Amazon is set to lose $10bn this year on Alexa and other devices, according to reporting from Business Insider. Just during the first quarter of this year, it has lost $3bn, the largest losses anywhere in the company.
As a result, the Alexa team will bear the brunt of the major layoffs happening at the company.
Why it matters
Amazon’s Alexa was initially a radical new step in the retail and tech giant's business, building on the idea pioneered with the Kindle, of selling a device as cheaply as possible to create a stream of lifetime revenue. With Alexa, the potential was for a new and limitless type of interaction with a computer – and, crucially, with the Amazon store.

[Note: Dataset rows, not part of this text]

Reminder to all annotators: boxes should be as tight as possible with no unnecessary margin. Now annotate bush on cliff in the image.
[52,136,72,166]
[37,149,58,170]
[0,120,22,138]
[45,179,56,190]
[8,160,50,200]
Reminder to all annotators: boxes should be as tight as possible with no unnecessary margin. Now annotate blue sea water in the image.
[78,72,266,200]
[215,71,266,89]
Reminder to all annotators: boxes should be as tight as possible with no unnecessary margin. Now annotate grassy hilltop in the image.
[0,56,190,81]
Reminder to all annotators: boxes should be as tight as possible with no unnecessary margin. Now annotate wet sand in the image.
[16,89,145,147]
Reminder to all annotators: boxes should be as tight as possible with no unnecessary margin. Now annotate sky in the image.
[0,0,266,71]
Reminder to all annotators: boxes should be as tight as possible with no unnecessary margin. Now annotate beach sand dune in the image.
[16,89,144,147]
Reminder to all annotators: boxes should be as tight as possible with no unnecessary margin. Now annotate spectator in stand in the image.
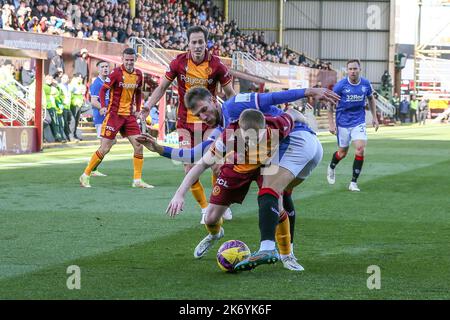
[21,60,35,87]
[409,94,418,123]
[69,73,85,141]
[399,95,410,124]
[0,59,19,95]
[1,0,329,68]
[298,52,306,65]
[418,98,429,126]
[391,92,400,122]
[58,73,72,141]
[43,74,63,142]
[72,48,89,83]
[313,81,323,116]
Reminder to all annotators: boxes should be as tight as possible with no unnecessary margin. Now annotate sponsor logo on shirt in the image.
[119,82,139,89]
[180,74,213,86]
[345,94,365,102]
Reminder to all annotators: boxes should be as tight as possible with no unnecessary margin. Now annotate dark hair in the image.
[122,47,136,56]
[187,25,208,42]
[346,59,361,67]
[96,60,108,67]
[184,87,212,110]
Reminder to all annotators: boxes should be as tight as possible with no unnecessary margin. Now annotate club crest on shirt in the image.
[212,186,221,196]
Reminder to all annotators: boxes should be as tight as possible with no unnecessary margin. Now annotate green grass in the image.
[0,125,449,299]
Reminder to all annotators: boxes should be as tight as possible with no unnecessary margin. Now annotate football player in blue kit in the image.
[326,59,379,192]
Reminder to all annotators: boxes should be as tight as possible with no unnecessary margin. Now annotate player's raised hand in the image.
[135,133,152,145]
[305,88,340,105]
[136,134,164,154]
[166,194,185,218]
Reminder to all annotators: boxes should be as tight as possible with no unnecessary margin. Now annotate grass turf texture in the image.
[0,125,449,299]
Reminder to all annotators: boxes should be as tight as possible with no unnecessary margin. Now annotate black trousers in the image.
[47,109,61,141]
[410,110,417,123]
[62,109,72,140]
[70,106,82,139]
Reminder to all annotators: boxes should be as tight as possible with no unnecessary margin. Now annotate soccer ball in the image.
[216,240,251,272]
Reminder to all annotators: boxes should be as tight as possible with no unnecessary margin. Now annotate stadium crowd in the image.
[0,0,331,68]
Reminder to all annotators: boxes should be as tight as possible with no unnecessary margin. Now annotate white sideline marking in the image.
[0,153,155,169]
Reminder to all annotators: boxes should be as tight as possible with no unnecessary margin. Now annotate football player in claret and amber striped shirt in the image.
[142,25,236,224]
[79,48,153,189]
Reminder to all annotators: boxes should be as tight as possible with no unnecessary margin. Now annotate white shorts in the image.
[337,123,367,148]
[95,124,102,139]
[275,130,323,180]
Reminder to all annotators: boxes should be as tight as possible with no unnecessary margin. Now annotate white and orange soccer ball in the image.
[216,240,251,272]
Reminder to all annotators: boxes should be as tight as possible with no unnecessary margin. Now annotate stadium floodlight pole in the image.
[130,0,136,18]
[224,0,229,23]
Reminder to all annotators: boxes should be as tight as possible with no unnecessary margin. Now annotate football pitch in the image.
[0,125,449,300]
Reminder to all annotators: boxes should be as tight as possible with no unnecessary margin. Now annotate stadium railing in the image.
[375,94,396,118]
[232,51,280,83]
[128,37,173,69]
[0,82,35,126]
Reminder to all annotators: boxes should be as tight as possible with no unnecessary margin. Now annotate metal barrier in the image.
[375,95,396,118]
[128,37,173,68]
[0,86,33,125]
[0,79,42,126]
[232,51,279,83]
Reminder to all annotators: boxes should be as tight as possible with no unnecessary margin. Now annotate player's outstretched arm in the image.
[135,134,164,154]
[153,127,223,163]
[166,150,216,217]
[257,88,340,111]
[305,88,340,105]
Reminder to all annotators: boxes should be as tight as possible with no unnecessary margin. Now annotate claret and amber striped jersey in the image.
[211,113,294,174]
[100,65,143,116]
[165,50,232,124]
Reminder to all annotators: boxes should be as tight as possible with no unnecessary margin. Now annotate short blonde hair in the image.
[238,109,266,131]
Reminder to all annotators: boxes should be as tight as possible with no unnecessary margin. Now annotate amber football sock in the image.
[205,217,223,236]
[191,180,208,209]
[276,210,291,257]
[133,153,144,180]
[84,151,104,176]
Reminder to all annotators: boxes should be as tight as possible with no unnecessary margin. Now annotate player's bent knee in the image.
[99,140,113,154]
[205,211,223,225]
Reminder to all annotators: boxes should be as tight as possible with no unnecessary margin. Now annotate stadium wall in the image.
[0,127,37,155]
[225,0,393,87]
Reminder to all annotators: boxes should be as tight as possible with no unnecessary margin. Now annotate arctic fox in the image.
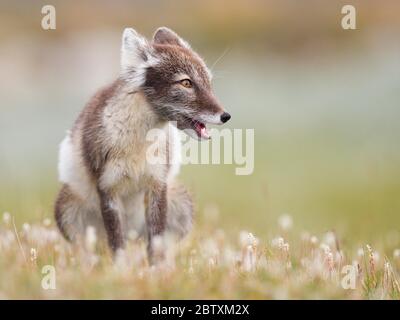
[55,27,231,263]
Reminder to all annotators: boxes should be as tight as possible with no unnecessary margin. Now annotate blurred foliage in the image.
[0,0,400,54]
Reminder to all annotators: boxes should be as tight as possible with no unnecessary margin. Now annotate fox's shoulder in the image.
[72,78,124,136]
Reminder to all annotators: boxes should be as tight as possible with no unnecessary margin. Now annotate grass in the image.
[1,133,400,299]
[1,13,399,299]
[0,209,400,299]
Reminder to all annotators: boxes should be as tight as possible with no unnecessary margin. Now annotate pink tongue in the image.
[196,122,209,139]
[200,126,209,139]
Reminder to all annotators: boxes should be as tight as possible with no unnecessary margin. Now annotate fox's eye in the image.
[180,79,192,88]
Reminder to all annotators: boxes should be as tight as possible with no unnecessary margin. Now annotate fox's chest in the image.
[100,145,168,194]
[99,94,181,194]
[100,126,181,195]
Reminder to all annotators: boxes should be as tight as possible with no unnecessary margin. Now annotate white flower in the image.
[239,231,259,248]
[271,237,285,249]
[335,251,343,264]
[393,249,400,259]
[323,231,336,247]
[128,230,138,241]
[22,223,31,233]
[248,232,259,247]
[202,238,219,257]
[373,251,380,264]
[278,214,293,231]
[2,212,11,225]
[310,236,318,245]
[239,231,249,247]
[43,218,51,227]
[0,230,15,249]
[242,245,256,272]
[85,226,97,252]
[282,242,290,253]
[152,235,165,254]
[208,257,216,268]
[320,243,330,254]
[30,248,37,262]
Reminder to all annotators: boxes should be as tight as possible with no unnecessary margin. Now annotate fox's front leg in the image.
[98,188,125,254]
[145,183,167,265]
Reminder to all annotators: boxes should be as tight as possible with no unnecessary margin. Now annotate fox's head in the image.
[120,27,231,140]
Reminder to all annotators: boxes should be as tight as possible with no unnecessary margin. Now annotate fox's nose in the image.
[220,112,231,123]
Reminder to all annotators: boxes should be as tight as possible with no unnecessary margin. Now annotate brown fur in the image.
[54,184,74,241]
[143,44,224,127]
[55,27,228,264]
[75,79,124,179]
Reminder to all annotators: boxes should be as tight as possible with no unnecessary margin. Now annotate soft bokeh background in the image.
[1,0,399,248]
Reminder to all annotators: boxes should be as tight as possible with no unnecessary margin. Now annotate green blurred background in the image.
[0,0,399,244]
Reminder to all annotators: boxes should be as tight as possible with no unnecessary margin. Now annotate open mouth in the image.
[184,117,210,139]
[191,119,209,139]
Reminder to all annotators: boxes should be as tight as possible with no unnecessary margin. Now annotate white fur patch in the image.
[58,131,98,204]
[120,28,148,71]
[58,132,74,184]
[120,28,159,90]
[199,113,223,125]
[168,124,182,180]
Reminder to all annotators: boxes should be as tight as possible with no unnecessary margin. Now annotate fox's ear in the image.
[121,28,150,71]
[153,27,191,49]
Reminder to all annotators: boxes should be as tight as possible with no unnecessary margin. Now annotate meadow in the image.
[1,118,400,299]
[1,209,399,299]
[1,1,400,298]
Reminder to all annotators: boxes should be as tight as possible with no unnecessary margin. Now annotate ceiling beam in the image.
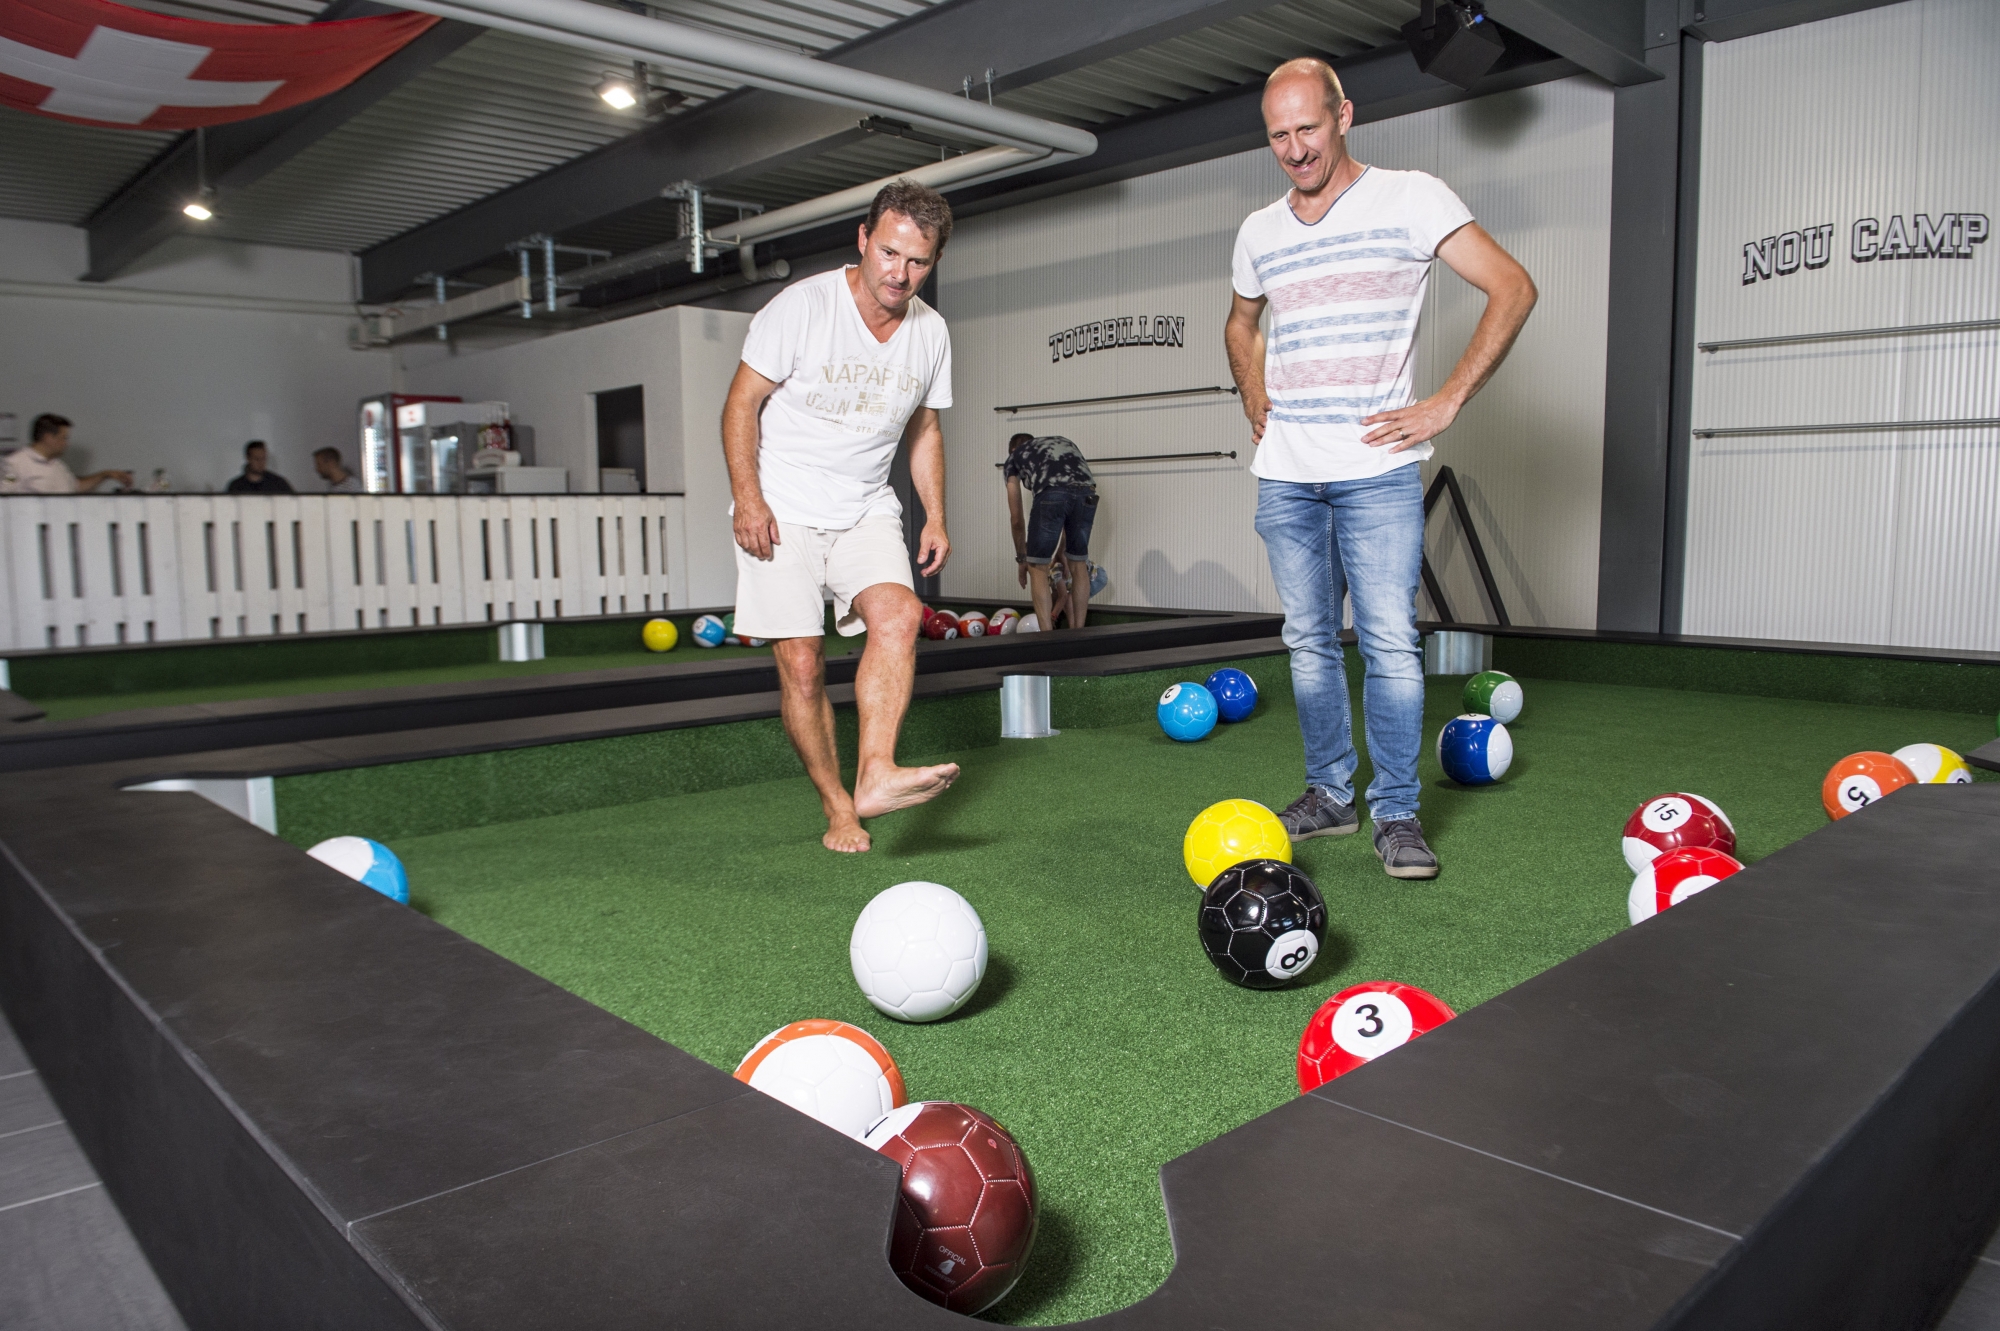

Despite rapid adoption and interest, the buying never really took off. Instead, people tended to ask for weather reports, played the radio or music, and set timers – none of which was going to replace the much hoped for purchases.
It acts as a warning that this year’s hype isn’t always the next big thing. Looking at it from another perspective, competitors Google and Apple have been able to sustain voice technology as an additional feature of their devices rather than as their core purpose. It demonstrates that sometimes bets don’t work.
Users seemed satisfied with a radio
- It’s telling, perhaps, that employees reported that from its inception Alexa had been a pet project (and the brainchild) of founder and then CEO Jeff Bezos. However, his interest in the project and larger division appeared to wane in 2020.
- But other aspects of what was meant to be the ‘future of computing’ were struggling. Skills, a development platform for other companies and services to build shortcuts into Alexa, uninterested users and the developer community.
- There were signs of this in 2018, when the firm had started to make big losses (around $5bn over the year) even as interactions increased. While some brands had been tentatively engaging, Alexa's use as more than a voice-activated radio had minuscule retention rates.
With the Astro home robot, it appears there’s a shift of Amazon’s device strategy away from the mass market and toward premium ($1000+) products.
However, an acceleration of premium gadgets led to mixed signals from management as it expressed a wish to maintain mass-market focused products such as Alexa. Some employees have complained that this has created competing factions.